Deep Pyramidal Residual Networks for Spectral–Spatial Hyperspectral Image Classification

Convolutional neural networks (CNNs) exhibit good performance in image processing tasks, pointing themselves as the current state-of-the-art of deep learning methods. However, the intrinsic complexity of remotely sensed hyperspectral images still limits the performance of many CNN models. The high dimensionality of the HSI data, together with the underlying redundancy and noise, often makes the standard CNN approaches unable to generalize discriminative spectral-spatial features. Moreover, deeper CNN architectures also find challenges when additional layers are added, which hampers the network convergence and produces low classification accuracies.

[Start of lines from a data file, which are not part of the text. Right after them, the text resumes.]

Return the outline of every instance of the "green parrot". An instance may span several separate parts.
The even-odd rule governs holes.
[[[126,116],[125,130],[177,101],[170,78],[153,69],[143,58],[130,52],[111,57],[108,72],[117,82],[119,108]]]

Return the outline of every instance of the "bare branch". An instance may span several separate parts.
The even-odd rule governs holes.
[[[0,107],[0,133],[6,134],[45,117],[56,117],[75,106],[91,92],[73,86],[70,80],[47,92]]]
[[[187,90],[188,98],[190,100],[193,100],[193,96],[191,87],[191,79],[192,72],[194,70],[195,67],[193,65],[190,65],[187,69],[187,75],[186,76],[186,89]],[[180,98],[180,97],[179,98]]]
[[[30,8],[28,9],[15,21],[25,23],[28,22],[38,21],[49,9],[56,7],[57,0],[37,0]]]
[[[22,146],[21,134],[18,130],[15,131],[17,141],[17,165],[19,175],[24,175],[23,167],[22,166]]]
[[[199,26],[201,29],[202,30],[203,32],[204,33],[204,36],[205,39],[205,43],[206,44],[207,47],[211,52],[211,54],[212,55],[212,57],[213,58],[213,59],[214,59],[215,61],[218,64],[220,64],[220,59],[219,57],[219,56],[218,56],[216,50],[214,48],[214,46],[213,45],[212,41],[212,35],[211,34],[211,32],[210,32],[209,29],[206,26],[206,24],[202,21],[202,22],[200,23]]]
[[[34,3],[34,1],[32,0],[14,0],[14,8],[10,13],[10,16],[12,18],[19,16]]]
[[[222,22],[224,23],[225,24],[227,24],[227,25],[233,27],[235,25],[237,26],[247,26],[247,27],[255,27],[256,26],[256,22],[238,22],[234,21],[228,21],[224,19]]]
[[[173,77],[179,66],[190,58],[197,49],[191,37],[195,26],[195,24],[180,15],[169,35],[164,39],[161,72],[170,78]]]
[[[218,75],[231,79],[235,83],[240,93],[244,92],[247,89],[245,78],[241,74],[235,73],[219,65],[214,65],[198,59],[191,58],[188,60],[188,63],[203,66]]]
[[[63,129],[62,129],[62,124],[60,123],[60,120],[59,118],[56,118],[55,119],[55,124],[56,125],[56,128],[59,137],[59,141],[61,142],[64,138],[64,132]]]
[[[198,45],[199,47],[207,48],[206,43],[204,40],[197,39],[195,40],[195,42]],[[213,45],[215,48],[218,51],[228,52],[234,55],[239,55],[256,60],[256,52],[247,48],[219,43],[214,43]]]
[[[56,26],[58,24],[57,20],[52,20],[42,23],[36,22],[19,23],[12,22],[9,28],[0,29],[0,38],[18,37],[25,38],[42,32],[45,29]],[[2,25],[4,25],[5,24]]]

In order to mitigate these issues, this paper presents a new deep CNN architecture specially designed for the HSI data. Our new model pursues to improve the spectral-spatial features uncovered by the convolutional filters of the network. Specifically, the proposed residual-based approach gradually increases the feature map dimension at all convolutional layers, grouped in pyramidal bottleneck residual blocks, in order to involve more locations as the network depth increases while balancing the workload among all units, preserving the time complexity per layer. It can be seen as a pyramid, where the deeper the blocks, the more feature maps can be extracted. Therefore, the diversity of high-level spectral-spatial attributes can be gradually increased across layers to enhance the performance of the proposed network with the HSI data. Our experiments, conducted using four well-known HSI data sets and 10 different classification techniques, reveal that our newly developed HSI pyramidal residual model is able to provide competitive advantages (in terms of both classification accuracy and computational time) over the state-of-the-art HSI classification methods.